With each passing year, reality does more and more to chip away at my faith in the inherent nobility of the human spirit. I'm bitter about it.

How can I trust that they have any deeply held convictions or principles at all, if the sentiment comes and goes that easily?

Why would you trust that?

In my estimation the vast majority are largely amoral and just go with the flow. My wife is mostly amoral for example, she doesn't have moral opinions on almost anything. She isn't stupid or malevolent, she just doesn't care.

When I want to talk about some moral issue she just zones out because she gets bored. She wants to talk about what happened at her work or what she is planning for the garden or the baby room.

Very few people have moral opinions as anything more than accessories or as part of cheerleading for their team. People do get incredibly passionate about cheering/booing though.

Based and error-theory pilled

This is one of the reasons why I'm of the opinion that democracy sucks at scale.

I'm embarrassed to say it took me until I was 30 to de-quokka and finally realise that people were voting for what was good for themselves and not what was good for society.
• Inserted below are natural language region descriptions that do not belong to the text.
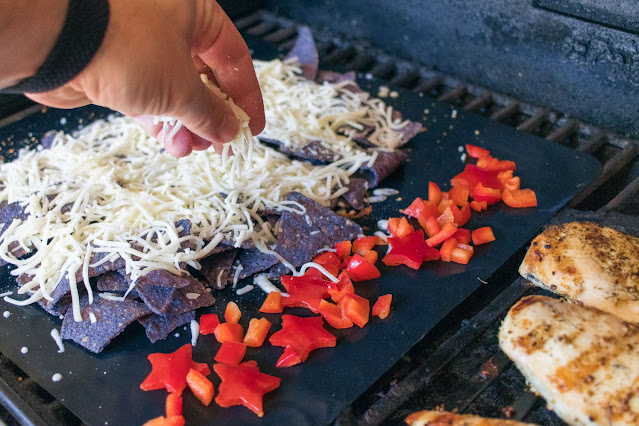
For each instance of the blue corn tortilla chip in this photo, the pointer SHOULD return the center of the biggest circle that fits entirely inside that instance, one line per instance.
(112, 318)
(183, 300)
(357, 188)
(305, 52)
(385, 164)
(254, 261)
(158, 327)
(216, 268)
(302, 235)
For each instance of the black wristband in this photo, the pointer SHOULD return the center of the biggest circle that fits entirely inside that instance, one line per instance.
(84, 28)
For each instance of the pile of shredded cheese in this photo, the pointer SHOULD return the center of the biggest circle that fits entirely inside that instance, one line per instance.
(126, 194)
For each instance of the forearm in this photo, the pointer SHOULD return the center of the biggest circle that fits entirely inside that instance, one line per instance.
(28, 31)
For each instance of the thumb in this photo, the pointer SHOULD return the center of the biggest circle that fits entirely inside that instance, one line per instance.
(202, 112)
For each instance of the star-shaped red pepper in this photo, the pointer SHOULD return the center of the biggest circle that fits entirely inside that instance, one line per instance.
(244, 385)
(169, 370)
(303, 335)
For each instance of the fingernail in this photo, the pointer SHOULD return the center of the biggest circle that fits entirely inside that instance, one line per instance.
(229, 128)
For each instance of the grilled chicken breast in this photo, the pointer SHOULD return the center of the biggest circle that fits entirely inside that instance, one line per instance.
(594, 265)
(441, 418)
(584, 362)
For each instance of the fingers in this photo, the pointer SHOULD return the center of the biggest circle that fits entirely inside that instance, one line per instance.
(222, 48)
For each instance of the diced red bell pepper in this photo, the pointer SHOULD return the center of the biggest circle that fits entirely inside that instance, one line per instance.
(446, 232)
(343, 249)
(201, 387)
(305, 292)
(399, 227)
(245, 385)
(329, 261)
(303, 335)
(472, 175)
(364, 244)
(462, 253)
(289, 358)
(231, 353)
(173, 405)
(420, 207)
(232, 313)
(512, 184)
(360, 269)
(521, 198)
(459, 194)
(332, 313)
(476, 152)
(273, 303)
(464, 215)
(257, 332)
(229, 332)
(430, 225)
(410, 250)
(356, 309)
(434, 193)
(169, 370)
(166, 421)
(462, 236)
(487, 194)
(483, 235)
(381, 308)
(446, 250)
(208, 323)
(339, 289)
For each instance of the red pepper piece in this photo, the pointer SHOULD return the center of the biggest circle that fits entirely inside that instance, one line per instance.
(430, 225)
(356, 309)
(462, 236)
(434, 193)
(381, 308)
(339, 289)
(489, 195)
(173, 405)
(232, 313)
(447, 231)
(343, 249)
(288, 359)
(459, 194)
(447, 248)
(208, 323)
(360, 269)
(229, 332)
(166, 421)
(333, 315)
(483, 235)
(169, 370)
(201, 387)
(231, 353)
(420, 207)
(399, 227)
(305, 291)
(520, 198)
(409, 251)
(329, 261)
(472, 175)
(257, 332)
(464, 215)
(365, 244)
(476, 152)
(244, 385)
(303, 335)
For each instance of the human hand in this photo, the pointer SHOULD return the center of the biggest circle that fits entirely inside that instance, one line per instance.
(149, 65)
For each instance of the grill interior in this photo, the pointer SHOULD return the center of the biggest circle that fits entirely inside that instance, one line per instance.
(458, 366)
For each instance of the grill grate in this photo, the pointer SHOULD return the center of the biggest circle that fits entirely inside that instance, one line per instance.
(453, 367)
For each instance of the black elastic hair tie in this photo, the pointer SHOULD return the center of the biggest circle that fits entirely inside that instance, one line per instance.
(81, 36)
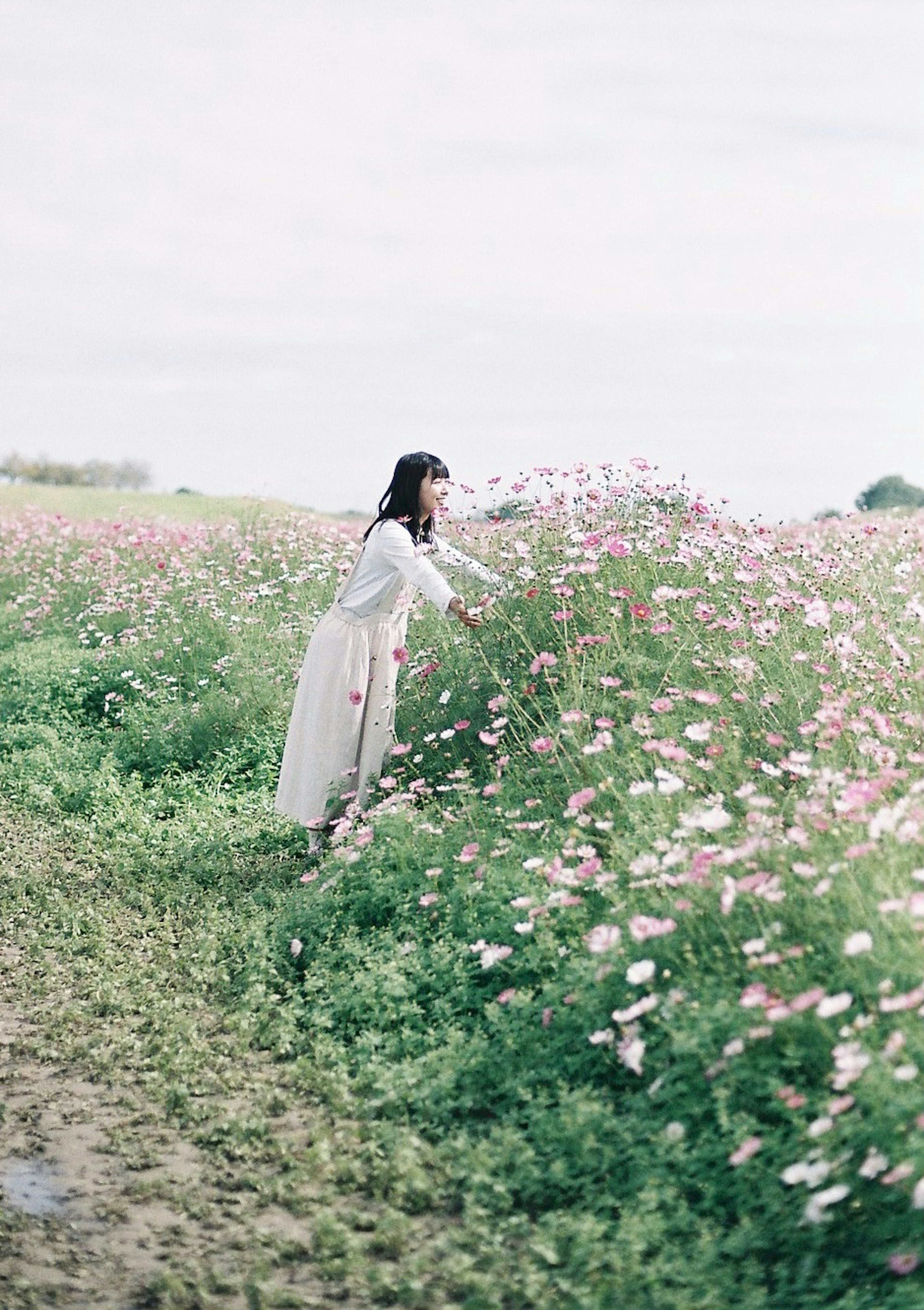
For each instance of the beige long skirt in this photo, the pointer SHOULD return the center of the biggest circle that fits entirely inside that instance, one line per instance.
(343, 722)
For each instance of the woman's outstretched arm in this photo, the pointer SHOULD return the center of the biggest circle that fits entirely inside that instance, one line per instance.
(398, 549)
(474, 568)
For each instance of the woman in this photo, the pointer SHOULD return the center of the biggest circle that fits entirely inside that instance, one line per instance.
(344, 716)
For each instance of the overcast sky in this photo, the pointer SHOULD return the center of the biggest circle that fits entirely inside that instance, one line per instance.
(269, 247)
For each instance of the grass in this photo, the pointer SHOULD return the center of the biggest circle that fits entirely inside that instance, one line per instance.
(82, 503)
(586, 1001)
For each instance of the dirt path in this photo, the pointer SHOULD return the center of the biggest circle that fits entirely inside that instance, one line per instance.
(104, 1204)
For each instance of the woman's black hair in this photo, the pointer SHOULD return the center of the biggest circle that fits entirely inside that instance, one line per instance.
(403, 497)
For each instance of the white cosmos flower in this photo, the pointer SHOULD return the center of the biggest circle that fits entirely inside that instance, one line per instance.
(812, 1173)
(640, 973)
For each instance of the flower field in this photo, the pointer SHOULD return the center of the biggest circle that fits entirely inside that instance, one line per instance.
(623, 974)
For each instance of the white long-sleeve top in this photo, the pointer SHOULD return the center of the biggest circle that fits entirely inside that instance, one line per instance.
(390, 560)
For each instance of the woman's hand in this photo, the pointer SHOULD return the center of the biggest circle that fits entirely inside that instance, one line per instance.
(458, 607)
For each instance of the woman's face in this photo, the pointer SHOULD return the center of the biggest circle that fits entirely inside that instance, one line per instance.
(433, 496)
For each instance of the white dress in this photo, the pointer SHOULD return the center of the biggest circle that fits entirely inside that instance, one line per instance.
(343, 722)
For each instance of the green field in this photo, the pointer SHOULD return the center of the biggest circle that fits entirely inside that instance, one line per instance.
(610, 1003)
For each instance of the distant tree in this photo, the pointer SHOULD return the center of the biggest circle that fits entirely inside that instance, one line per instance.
(891, 493)
(11, 467)
(95, 473)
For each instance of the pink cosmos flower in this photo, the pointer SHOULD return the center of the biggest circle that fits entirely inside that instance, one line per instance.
(750, 1147)
(602, 938)
(902, 1262)
(644, 927)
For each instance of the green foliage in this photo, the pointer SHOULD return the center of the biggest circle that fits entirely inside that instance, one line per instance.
(891, 493)
(145, 717)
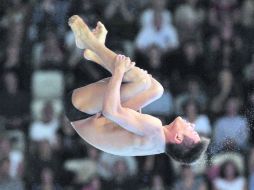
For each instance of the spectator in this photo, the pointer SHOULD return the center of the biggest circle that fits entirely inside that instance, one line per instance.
(229, 177)
(194, 91)
(47, 181)
(69, 144)
(157, 29)
(14, 22)
(227, 86)
(157, 183)
(250, 113)
(95, 184)
(189, 181)
(201, 121)
(121, 178)
(14, 102)
(42, 156)
(251, 168)
(188, 18)
(6, 181)
(15, 157)
(120, 14)
(52, 56)
(46, 128)
(231, 130)
(108, 161)
(48, 15)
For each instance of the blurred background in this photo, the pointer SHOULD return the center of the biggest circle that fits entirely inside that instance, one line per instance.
(202, 51)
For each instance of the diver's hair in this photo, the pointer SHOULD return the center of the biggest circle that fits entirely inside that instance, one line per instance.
(186, 154)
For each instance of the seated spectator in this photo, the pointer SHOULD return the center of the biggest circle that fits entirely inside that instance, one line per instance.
(152, 165)
(249, 112)
(107, 162)
(6, 181)
(188, 180)
(69, 144)
(121, 178)
(229, 177)
(195, 92)
(46, 128)
(84, 168)
(52, 56)
(251, 168)
(94, 184)
(226, 86)
(15, 104)
(48, 14)
(188, 18)
(201, 121)
(231, 130)
(41, 156)
(47, 181)
(157, 29)
(157, 183)
(119, 14)
(15, 157)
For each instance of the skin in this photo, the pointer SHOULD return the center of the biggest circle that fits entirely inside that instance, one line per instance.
(121, 130)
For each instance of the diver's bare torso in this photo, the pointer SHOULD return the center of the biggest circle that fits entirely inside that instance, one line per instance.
(111, 138)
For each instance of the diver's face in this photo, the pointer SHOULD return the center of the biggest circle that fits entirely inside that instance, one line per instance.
(188, 134)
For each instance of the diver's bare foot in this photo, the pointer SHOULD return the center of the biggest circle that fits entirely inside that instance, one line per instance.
(83, 35)
(100, 33)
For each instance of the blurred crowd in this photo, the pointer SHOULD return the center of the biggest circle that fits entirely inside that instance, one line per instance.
(202, 51)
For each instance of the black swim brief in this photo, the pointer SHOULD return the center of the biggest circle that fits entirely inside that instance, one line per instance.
(72, 113)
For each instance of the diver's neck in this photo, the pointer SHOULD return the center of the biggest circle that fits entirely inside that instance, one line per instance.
(169, 135)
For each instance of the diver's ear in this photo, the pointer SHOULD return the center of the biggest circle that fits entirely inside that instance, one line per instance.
(178, 138)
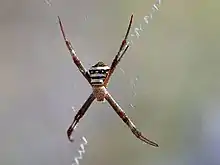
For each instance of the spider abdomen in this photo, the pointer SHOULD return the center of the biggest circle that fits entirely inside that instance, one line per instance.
(99, 92)
(98, 74)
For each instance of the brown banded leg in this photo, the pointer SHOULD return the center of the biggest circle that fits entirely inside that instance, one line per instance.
(79, 115)
(123, 48)
(127, 121)
(73, 54)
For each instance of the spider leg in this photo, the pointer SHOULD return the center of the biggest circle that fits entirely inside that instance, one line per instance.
(73, 54)
(123, 48)
(79, 115)
(127, 121)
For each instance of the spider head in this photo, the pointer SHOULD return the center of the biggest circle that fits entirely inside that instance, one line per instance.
(98, 73)
(100, 64)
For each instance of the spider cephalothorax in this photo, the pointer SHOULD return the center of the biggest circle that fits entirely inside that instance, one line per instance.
(98, 76)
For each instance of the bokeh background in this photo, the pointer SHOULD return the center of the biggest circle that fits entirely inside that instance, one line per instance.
(171, 76)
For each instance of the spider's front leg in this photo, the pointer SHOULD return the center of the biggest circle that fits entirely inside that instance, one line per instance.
(123, 48)
(79, 115)
(127, 121)
(73, 54)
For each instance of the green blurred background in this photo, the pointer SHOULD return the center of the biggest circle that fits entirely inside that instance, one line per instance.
(173, 69)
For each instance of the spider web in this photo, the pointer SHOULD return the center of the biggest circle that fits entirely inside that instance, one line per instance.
(135, 35)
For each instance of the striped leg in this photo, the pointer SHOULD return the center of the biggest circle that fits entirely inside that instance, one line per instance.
(127, 121)
(73, 54)
(123, 48)
(79, 115)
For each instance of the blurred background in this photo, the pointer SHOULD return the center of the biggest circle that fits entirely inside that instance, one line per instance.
(170, 75)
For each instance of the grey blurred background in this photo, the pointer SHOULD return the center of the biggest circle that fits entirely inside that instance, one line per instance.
(175, 61)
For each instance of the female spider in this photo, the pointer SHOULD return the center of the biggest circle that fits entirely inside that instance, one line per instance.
(98, 77)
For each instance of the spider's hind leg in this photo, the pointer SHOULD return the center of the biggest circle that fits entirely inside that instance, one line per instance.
(79, 115)
(127, 121)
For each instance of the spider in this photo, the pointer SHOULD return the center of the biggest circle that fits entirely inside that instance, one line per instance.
(98, 77)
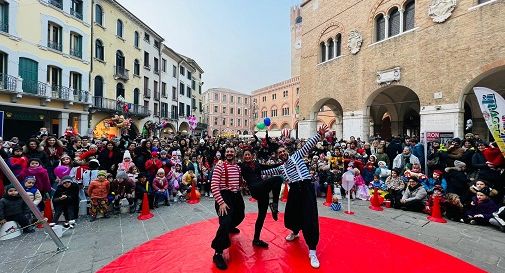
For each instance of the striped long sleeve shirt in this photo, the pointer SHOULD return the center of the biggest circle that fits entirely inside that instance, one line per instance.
(295, 169)
(220, 181)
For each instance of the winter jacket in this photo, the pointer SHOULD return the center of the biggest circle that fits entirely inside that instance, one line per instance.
(98, 189)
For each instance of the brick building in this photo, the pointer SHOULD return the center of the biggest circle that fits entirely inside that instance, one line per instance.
(399, 67)
(227, 112)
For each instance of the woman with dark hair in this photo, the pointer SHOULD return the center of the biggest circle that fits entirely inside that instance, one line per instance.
(141, 154)
(109, 157)
(260, 190)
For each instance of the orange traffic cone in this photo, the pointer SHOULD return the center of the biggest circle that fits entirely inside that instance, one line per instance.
(48, 212)
(193, 197)
(375, 201)
(328, 196)
(436, 212)
(145, 213)
(284, 197)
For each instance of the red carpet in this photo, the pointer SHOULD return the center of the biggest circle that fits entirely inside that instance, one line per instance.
(343, 247)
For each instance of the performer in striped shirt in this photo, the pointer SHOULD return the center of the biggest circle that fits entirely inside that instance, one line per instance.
(301, 208)
(225, 186)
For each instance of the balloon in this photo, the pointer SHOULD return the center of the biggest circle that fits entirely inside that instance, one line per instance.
(61, 171)
(267, 121)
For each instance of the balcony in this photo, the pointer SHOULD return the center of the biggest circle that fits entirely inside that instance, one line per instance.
(121, 73)
(54, 45)
(4, 26)
(76, 52)
(110, 105)
(56, 3)
(77, 14)
(8, 82)
(147, 93)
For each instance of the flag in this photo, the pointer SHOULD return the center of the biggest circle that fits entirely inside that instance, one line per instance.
(492, 106)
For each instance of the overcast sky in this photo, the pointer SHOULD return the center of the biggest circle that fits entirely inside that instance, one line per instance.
(240, 44)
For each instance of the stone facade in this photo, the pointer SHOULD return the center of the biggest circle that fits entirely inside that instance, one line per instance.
(227, 112)
(438, 63)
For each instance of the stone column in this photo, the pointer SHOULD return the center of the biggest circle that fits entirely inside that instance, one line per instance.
(83, 124)
(355, 124)
(307, 128)
(63, 123)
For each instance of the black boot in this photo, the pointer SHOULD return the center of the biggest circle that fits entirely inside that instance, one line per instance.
(218, 259)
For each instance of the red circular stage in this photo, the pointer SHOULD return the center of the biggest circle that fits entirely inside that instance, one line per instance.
(343, 247)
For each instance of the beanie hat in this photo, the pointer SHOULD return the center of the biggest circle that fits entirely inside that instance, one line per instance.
(127, 155)
(68, 178)
(459, 164)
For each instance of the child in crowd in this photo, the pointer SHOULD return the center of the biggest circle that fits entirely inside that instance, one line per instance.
(436, 179)
(31, 190)
(481, 209)
(65, 200)
(98, 191)
(160, 187)
(143, 186)
(13, 208)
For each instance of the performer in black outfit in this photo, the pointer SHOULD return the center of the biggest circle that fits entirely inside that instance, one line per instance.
(260, 190)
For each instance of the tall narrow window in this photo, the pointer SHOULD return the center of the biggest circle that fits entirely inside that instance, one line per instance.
(98, 86)
(409, 15)
(54, 33)
(119, 28)
(394, 22)
(136, 39)
(330, 49)
(75, 45)
(4, 16)
(76, 9)
(98, 14)
(338, 45)
(322, 49)
(380, 28)
(99, 50)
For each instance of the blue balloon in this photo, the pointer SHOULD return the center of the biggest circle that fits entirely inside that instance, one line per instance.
(267, 121)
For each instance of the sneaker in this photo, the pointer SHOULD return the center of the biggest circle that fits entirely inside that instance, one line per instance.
(292, 237)
(260, 243)
(314, 262)
(219, 261)
(235, 231)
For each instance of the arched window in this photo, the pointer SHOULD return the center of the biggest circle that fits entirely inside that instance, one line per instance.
(338, 45)
(99, 15)
(394, 22)
(98, 86)
(136, 67)
(322, 47)
(330, 48)
(380, 28)
(99, 54)
(409, 15)
(136, 39)
(119, 90)
(119, 28)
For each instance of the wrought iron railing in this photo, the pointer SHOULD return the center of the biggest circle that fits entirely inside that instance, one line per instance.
(113, 105)
(75, 13)
(56, 3)
(76, 52)
(8, 82)
(54, 45)
(121, 72)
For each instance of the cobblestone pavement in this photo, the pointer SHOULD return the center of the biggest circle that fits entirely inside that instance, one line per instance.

My wife is mostly amoral for example, she doesn't have moral opinions on almost anything. She isn't stupid or malevolent, she just doesn't care.

When I want to talk about some moral issue she just zones out because she gets bored.

Does that have any impact on how you view your relationship with her? Or are you more like, "I didn't get with her because of her political opinions, so why would I care if she doesn't have any"?

It impacts my view on her a bit but not the relationship, it might even be healthy, we complement each other.

How do you trust then that if the winds of sentiment change she won’t peace out as she has no hiding underlining principles?

I don't think (stated) underlying principles are in any way trustworthy. I believe in people conforming to their nature and self interest.